MILAN — Aeffe SpA shares fizzled in their stock market debut Tuesday, losing 4.6 percent on their first day of trading.
Already last week it was evident the IPO, Italy's first fashion stock market offering in years, wasn't sparking a great deal of investor interest. Despite demand for nearly double the amount of shares on offer, Aeffe shares were priced at 4.10 euros ($5.66 at current exchange) a share, the bottom end of the initial valuation range.
Aeffe shares slid 4.6 percent to close at 3.91 euros ($5.41) on the exchange. They underperformed the overall market, which shed 1.8 percent on Tuesday.
Few analysts are covering the stock since Aeffe is a relatively small company. Alfredo Mele, a manager at financial Web site ipo.it, said Aeffe's price-to-earnings ratio is significantly more expensive than that of its luxury peers, including Mariella Burani Fashion Group SpA, Valentino Fashion Group SpA and Tod's SpA.
"[Aeffe] offers too vast a range of brands and strategic messages to...warrant the valuation levels the company is asking of the market right now," Mele said.
Regardless of the shares' performance, the IPO still generated about 78 million euros ($107.64 million) for Aeffe's coffers.
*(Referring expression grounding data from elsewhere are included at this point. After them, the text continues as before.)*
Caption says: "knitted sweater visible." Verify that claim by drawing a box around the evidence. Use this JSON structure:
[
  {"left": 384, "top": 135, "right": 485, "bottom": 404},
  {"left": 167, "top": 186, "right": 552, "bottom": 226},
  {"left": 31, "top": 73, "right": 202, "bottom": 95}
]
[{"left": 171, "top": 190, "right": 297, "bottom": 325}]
As reported, the company plans to use the IPO-generated funds to develop its portfolio of fashion brands, including Alberta Ferretti, Moschino and Pollini. It also has a licensing deal to produce ready-to-wear for Jean Paul Gaultier.
Although Aeffe's debut was a difficult one, it doesn't necessarily reflect a dearth of market appetite for luxury goods companies. With annual sales of 275 million euros ($346.5 million), Aeffe is considerably smaller than Prada SpA and Salvatore Ferragamo SpA, both of which are also eyeing stock market listings. The firm also lacks the international profile of many other brands.
"Alberta Ferretti and Moschino are more like niche brands and evidently they didn't succeed in winning over investors," Mele said.
An Aeffe spokeswoman said the company is monitoring the shares' performance and withholding any further comments until it issues second-quarter results on Friday.